FuelCell Energy (FCEL)
We’re skeptical of FuelCell Energy. Its sales have recently flopped and its historical cash burn means it has few resources to reignite growth.― StockStory Analyst Team
1. News
2. Summary
Why We Think FuelCell Energy Will Underperform
Founded in 1969, FuelCell Energy (NASDAQ: FCEL) is a leading manufacturer and developer of carbonate fuel cell technology for stationary power generation.
- Negative 20.1% gross margin means it loses money on every sale and must pivot or scale quickly to survive
- Historical operating margin losses have deepened over the last five years as it prioritized growth over profits
- Limited cash reserves may force the company to seek unfavorable financing terms that could dilute shareholders
FuelCell Energy doesn’t meet our quality standards. We believe there are better businesses elsewhere.

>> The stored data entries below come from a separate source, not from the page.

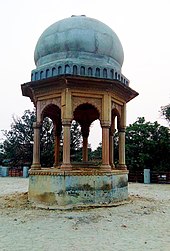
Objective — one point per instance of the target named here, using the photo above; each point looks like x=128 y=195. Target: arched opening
x=50 y=136
x=114 y=140
x=85 y=114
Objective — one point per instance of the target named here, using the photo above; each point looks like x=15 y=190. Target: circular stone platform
x=54 y=188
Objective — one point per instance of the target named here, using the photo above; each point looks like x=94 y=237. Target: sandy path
x=143 y=224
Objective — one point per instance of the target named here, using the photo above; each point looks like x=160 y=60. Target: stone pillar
x=56 y=150
x=66 y=145
x=36 y=147
x=111 y=150
x=122 y=164
x=85 y=149
x=105 y=148
x=85 y=134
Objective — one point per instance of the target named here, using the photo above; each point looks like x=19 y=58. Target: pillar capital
x=106 y=124
x=37 y=125
x=66 y=122
x=122 y=129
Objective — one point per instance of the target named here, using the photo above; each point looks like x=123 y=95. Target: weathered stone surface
x=69 y=189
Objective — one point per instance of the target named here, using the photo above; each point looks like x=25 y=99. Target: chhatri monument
x=78 y=77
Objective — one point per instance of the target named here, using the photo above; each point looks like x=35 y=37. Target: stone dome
x=81 y=46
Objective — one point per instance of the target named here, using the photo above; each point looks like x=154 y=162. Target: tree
x=165 y=110
x=17 y=148
x=147 y=146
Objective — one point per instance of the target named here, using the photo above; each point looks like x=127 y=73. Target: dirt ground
x=141 y=224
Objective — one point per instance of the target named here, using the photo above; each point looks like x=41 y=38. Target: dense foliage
x=147 y=146
x=165 y=110
x=17 y=148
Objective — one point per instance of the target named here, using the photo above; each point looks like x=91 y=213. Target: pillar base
x=58 y=189
x=104 y=167
x=66 y=167
x=113 y=166
x=121 y=167
x=36 y=166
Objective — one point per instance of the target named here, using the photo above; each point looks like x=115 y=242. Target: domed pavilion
x=78 y=77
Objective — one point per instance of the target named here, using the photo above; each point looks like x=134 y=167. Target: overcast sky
x=143 y=27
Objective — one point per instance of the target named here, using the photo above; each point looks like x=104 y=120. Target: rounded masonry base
x=55 y=189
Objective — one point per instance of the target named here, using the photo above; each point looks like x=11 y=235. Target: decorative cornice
x=58 y=172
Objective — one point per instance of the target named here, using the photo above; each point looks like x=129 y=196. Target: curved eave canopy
x=83 y=83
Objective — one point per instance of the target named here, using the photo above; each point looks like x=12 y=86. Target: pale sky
x=143 y=27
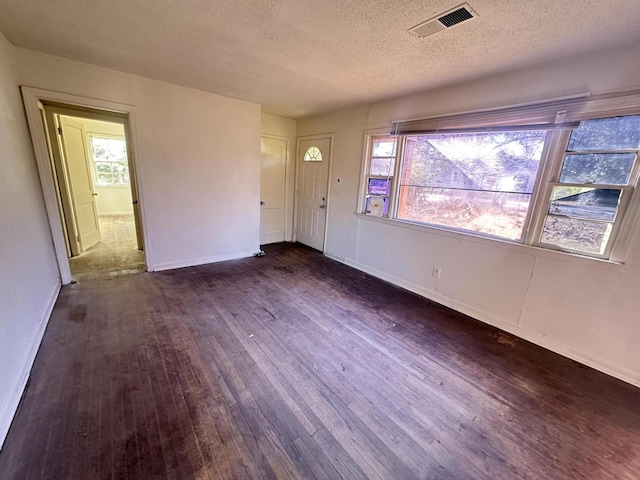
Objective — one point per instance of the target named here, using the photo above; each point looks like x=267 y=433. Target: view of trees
x=473 y=181
x=110 y=157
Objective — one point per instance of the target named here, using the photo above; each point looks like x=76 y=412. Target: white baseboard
x=202 y=261
x=6 y=417
x=556 y=346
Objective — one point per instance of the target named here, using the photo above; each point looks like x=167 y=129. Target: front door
x=313 y=175
x=81 y=185
x=273 y=155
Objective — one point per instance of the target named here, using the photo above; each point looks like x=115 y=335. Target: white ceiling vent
x=445 y=20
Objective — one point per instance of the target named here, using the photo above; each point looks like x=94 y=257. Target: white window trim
x=602 y=106
x=108 y=136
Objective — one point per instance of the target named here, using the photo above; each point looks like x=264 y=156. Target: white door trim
x=327 y=196
x=31 y=96
x=287 y=183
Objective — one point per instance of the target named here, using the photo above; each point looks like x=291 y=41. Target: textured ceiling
x=297 y=57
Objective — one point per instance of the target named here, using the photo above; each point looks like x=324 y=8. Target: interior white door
x=74 y=150
x=313 y=175
x=273 y=154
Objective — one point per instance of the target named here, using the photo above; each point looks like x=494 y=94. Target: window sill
x=497 y=243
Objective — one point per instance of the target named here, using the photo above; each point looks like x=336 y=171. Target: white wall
x=197 y=155
x=285 y=128
x=111 y=199
x=582 y=308
x=29 y=280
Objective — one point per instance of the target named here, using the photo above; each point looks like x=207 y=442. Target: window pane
x=474 y=181
x=384 y=147
x=313 y=154
x=493 y=213
x=610 y=168
x=586 y=203
x=104 y=172
x=379 y=186
x=612 y=133
x=574 y=234
x=382 y=166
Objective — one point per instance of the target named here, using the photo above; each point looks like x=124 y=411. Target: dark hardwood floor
x=295 y=366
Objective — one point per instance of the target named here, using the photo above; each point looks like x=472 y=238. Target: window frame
x=108 y=136
x=547 y=177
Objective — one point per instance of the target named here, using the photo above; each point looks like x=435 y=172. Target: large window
x=110 y=157
x=564 y=188
x=481 y=182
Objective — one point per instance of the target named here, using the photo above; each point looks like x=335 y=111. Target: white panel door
x=273 y=155
x=313 y=175
x=80 y=182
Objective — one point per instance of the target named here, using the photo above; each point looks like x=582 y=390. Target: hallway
x=115 y=254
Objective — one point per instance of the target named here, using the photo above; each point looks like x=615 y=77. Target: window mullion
x=395 y=185
x=551 y=165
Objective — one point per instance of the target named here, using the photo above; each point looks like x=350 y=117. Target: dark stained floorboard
x=295 y=366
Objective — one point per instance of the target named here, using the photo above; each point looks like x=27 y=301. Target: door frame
x=287 y=182
x=32 y=98
x=62 y=177
x=319 y=136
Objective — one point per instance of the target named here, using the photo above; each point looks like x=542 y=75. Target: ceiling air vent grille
x=443 y=21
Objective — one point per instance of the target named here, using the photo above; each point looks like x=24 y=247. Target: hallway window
x=110 y=157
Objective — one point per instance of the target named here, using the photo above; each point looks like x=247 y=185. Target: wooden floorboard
x=294 y=366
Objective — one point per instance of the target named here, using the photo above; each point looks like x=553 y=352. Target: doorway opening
x=91 y=162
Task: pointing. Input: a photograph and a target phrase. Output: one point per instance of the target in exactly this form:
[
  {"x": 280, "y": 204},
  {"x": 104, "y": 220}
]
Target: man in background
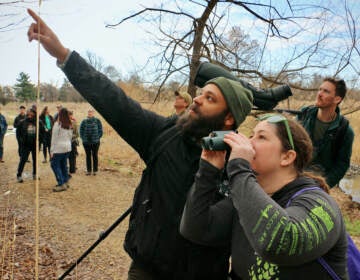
[
  {"x": 330, "y": 132},
  {"x": 26, "y": 133},
  {"x": 182, "y": 101},
  {"x": 18, "y": 119},
  {"x": 3, "y": 129},
  {"x": 58, "y": 107},
  {"x": 90, "y": 134}
]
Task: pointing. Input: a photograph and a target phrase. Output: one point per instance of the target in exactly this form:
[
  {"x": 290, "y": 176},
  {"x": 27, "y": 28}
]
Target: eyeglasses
[{"x": 274, "y": 118}]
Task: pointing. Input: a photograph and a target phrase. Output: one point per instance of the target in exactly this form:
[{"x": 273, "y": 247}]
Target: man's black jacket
[{"x": 153, "y": 237}]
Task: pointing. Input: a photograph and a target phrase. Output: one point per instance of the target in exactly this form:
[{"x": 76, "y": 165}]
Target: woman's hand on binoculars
[
  {"x": 216, "y": 158},
  {"x": 240, "y": 145}
]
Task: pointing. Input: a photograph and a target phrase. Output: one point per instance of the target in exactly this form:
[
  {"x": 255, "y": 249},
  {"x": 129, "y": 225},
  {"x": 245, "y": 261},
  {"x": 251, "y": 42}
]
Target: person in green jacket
[{"x": 323, "y": 122}]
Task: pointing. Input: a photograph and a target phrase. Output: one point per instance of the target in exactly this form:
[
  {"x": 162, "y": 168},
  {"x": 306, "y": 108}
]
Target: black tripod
[{"x": 102, "y": 236}]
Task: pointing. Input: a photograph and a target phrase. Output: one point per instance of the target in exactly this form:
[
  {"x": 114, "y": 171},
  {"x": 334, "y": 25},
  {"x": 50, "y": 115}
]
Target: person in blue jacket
[
  {"x": 330, "y": 132},
  {"x": 170, "y": 147}
]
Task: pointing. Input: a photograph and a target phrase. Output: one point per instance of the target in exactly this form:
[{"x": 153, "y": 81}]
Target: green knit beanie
[{"x": 238, "y": 98}]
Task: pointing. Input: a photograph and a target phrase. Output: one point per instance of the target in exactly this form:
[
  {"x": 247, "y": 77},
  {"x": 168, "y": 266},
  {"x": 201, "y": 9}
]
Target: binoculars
[
  {"x": 264, "y": 99},
  {"x": 215, "y": 141}
]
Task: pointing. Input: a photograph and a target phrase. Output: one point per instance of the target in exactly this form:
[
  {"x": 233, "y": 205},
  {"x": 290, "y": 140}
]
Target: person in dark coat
[
  {"x": 48, "y": 122},
  {"x": 322, "y": 121},
  {"x": 21, "y": 116},
  {"x": 3, "y": 129},
  {"x": 170, "y": 147},
  {"x": 90, "y": 134},
  {"x": 26, "y": 133}
]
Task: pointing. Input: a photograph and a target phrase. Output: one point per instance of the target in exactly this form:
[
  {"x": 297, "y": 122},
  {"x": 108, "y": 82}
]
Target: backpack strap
[
  {"x": 339, "y": 136},
  {"x": 162, "y": 141}
]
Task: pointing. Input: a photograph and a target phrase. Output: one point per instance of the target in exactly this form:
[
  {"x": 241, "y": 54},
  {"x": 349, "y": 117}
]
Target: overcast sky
[{"x": 80, "y": 25}]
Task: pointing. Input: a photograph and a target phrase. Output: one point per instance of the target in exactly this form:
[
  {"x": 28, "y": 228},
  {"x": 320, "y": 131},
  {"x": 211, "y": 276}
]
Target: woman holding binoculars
[{"x": 280, "y": 222}]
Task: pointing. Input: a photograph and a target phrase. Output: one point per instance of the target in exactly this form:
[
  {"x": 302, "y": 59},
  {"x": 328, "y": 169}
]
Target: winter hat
[{"x": 238, "y": 98}]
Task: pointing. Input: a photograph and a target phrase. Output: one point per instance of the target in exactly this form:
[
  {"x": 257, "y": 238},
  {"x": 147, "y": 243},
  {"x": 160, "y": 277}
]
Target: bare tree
[
  {"x": 13, "y": 16},
  {"x": 193, "y": 30}
]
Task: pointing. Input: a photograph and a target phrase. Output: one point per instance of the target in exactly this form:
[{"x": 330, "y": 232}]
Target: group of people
[
  {"x": 275, "y": 220},
  {"x": 59, "y": 138}
]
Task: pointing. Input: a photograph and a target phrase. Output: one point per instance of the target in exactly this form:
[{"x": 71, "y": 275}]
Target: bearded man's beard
[{"x": 201, "y": 126}]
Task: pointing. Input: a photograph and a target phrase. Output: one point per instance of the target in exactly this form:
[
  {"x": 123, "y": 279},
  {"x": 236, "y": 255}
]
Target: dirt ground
[{"x": 71, "y": 221}]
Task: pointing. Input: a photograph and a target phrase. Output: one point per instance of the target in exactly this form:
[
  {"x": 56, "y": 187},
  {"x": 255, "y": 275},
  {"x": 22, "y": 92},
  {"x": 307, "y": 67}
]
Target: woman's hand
[
  {"x": 216, "y": 158},
  {"x": 240, "y": 145}
]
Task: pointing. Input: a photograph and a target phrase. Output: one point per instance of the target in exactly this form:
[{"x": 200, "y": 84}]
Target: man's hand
[
  {"x": 40, "y": 31},
  {"x": 241, "y": 146}
]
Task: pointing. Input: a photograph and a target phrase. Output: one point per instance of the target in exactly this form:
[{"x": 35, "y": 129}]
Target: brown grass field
[{"x": 69, "y": 222}]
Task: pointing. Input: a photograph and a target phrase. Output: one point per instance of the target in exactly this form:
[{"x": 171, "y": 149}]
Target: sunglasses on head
[{"x": 274, "y": 118}]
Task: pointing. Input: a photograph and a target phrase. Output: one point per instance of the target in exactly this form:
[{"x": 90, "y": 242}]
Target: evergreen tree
[{"x": 25, "y": 90}]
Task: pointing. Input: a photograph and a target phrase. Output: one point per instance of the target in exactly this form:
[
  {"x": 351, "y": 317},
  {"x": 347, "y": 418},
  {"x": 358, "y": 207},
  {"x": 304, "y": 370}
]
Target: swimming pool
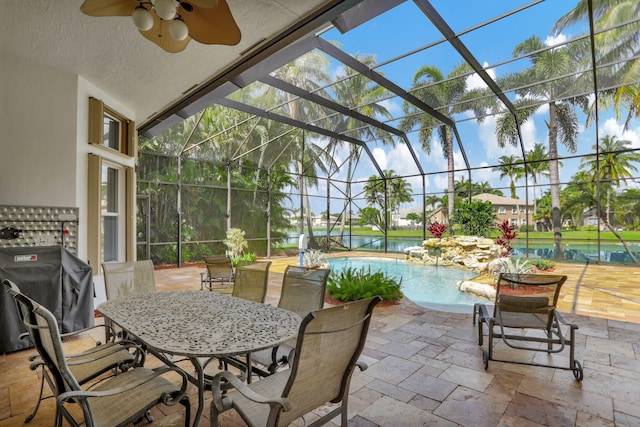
[{"x": 428, "y": 286}]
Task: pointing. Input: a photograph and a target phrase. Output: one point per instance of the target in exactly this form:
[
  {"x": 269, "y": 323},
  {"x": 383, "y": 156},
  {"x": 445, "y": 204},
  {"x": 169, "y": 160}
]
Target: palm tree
[
  {"x": 586, "y": 195},
  {"x": 512, "y": 167},
  {"x": 547, "y": 65},
  {"x": 444, "y": 96},
  {"x": 394, "y": 192},
  {"x": 538, "y": 165},
  {"x": 358, "y": 93},
  {"x": 309, "y": 70},
  {"x": 620, "y": 42},
  {"x": 612, "y": 164}
]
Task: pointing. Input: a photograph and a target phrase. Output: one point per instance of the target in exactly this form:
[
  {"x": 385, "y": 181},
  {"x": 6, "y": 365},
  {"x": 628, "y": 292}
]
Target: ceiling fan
[{"x": 171, "y": 24}]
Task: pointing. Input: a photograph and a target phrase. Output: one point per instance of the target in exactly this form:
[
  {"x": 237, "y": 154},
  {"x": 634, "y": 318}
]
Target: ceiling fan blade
[
  {"x": 207, "y": 4},
  {"x": 159, "y": 34},
  {"x": 108, "y": 7},
  {"x": 212, "y": 25}
]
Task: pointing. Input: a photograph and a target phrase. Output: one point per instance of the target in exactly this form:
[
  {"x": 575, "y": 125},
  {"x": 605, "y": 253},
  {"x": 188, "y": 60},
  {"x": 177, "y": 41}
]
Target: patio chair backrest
[
  {"x": 328, "y": 346},
  {"x": 128, "y": 278},
  {"x": 303, "y": 289},
  {"x": 45, "y": 335},
  {"x": 251, "y": 279},
  {"x": 527, "y": 294}
]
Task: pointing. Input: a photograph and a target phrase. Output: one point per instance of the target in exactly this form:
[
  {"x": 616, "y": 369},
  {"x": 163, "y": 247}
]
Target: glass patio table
[{"x": 200, "y": 325}]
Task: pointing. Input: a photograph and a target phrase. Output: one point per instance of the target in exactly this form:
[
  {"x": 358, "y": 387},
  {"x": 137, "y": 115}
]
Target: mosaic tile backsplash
[{"x": 40, "y": 226}]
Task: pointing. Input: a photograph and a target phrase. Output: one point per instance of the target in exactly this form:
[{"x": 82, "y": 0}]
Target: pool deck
[{"x": 425, "y": 366}]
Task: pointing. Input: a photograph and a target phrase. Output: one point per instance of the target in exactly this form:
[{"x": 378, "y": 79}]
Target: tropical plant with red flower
[
  {"x": 508, "y": 234},
  {"x": 437, "y": 229}
]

Why There Are Better Opportunities Than FuelCell Energy
High Quality
Investable
Underperform
Why There Are Better Opportunities Than FuelCell Energy
At $6.07 per share, FuelCell Energy trades at 0.6x forward price-to-sales. The market typically values companies like FuelCell Energy based on their anticipated profits for the next 12 months, but it expects the business to lose money. We also think the upside isn’t great compared to the potential downside here - there are more exciting stocks to buy.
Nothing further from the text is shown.